炭酸化とは、セメントとCO2を反応させることで、コンクリートにCO2を吸収・固定させることである。取違さんによれば、この技術は、コンクリートの長寿命化研究の中から生まれたという。きっかけとなったのが、中国の大地湾遺跡で発見された約5000年前に建てられたコンクリートの住居跡調査だった。現代のコンクリートの寿命はおよそ100年だが、そのコンクリートは原形をほぼ留めた状態で発見された。

CO2-SUICOMの舗装ブロック
CO2-SUICOMの境界ブロック

「研究チームの調査で、当時の人々は、地面にコンクリートを構築した後、その上に粘土でドーム状の壁を築き、その中で火を焚いて乾燥させていたことが分かりました。つまり、偶然にも、CO2濃度の高い密閉された空間の中でコンクリートが固まることによって、コンクリートに大量のCO2が吸収されていたのです。この炭酸化によって、コンクリートは化学的に安定した状態になり、5000年もの間、原形を保っていたのです」と取違さんは話す。

この調査を踏まえ、同社がCO2-SUICOMの材料に選んだのが「γ(ガンマ)C2S」だ。γC2Sは水酸化カルシウムと珪石を原料とする粉末状の物質で、CO2と反応して硬化する性質を持つ。つまり、γC2SはCO2を吸収するという働きをするが、それはコンクリートを固めるセメントと同じような働きをする材料なのである。

こうして、同社は2006年に、γC2Sを使いCO2を吸収させ、長寿命化させたコンクリートの商品化を実現させた。そして、更に研究を進めた結果、火力発電所や製鉄所から出る産業副産物とγC2Sを主な材料として、CO2を大量に吸収させて固める全く新しいタイプのコンクリートCO2-SUICOMが完成したのだった。CO2-SUICOMは、従来のコンクリートに比べて、セメントの使用量が半減し、加えて、固める際にCO2を固定化するので,CO2の削減に貢献できる。さらに,火力発電所の排ガス(CO2)を用いて固定化させる実証実験にも成功しており、排ガス中のCO2を直接固定化・削減することも可能である。
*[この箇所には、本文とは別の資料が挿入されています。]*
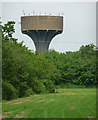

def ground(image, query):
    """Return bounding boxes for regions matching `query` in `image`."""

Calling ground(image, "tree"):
[2,21,17,43]
[79,44,95,55]
[2,21,58,99]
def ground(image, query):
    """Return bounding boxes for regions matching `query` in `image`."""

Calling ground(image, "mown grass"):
[2,88,96,118]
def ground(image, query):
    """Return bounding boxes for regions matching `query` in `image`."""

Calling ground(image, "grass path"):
[2,88,96,118]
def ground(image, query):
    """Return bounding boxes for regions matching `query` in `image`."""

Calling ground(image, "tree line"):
[1,21,96,100]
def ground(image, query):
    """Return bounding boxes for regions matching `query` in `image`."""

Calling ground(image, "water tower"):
[21,16,63,54]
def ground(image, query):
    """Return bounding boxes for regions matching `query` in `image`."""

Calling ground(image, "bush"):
[57,83,86,89]
[32,78,46,94]
[17,82,30,97]
[42,79,55,93]
[2,81,18,100]
[32,78,55,94]
[25,88,34,97]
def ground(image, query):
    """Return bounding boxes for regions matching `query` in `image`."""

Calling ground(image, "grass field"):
[2,88,96,118]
環境配慮をプロジェクトの一つとした都市開発の一環で、バルコニーにCO2-SUICOMが使われている住宅、Brillia ist 中野セントラルパーク(東京都中野区)。CO2-SUICOMは、外気にさらされる場所の鉄筋コンクリートを保護する効果も持つ。

現在、CO2-SUICOMは、歩道と車道の境界ブロック、道路の舗装ブロック、河川護岸ブロック、集合住宅のバルコニーの天井などに利用されている。海外、特に地球温暖化防止の意識が強い欧米の企業からの関心も高く、製品の商品化と販売に関心を示している企業も出てきているという。
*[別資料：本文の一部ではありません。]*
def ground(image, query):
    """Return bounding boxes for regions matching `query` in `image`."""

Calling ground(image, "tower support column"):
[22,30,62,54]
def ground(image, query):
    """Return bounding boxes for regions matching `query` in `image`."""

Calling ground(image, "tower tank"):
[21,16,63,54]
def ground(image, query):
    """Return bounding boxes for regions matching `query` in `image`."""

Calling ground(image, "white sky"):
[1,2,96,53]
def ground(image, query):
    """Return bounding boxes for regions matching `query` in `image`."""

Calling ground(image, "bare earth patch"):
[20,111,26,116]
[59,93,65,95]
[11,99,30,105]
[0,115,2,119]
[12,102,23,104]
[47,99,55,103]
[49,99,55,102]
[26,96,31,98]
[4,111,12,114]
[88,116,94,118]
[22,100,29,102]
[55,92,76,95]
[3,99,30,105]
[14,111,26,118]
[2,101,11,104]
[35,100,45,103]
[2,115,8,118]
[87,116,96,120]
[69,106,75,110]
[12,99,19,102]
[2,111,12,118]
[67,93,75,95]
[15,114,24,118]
CO2-SUICOMは、2020年12月に日本政府が発表した「2050年のカーボンニュートラルに伴うグリーン成長戦略」(経済産業省)で、「カーボンリサイクル」を実用化した事例に取り上げられるなど、注目を集めている。

「大規模な建築や公共施設にCO2SUICOMが利用されるようになれば、コストが低減されCO2減少効果も高まります。その普及によって、世界の『カーボンリサイクル』に貢献していきたいですね」と取違さんは話す。

* コンクリートを作るための材料の一つで灰色の粉末。最も多く使われているのが石灰石や粘土などを混ぜて焼いた「クリンカ」に石膏(せっこう)を加え、粉末状にしたポルトランドセメントが主流である。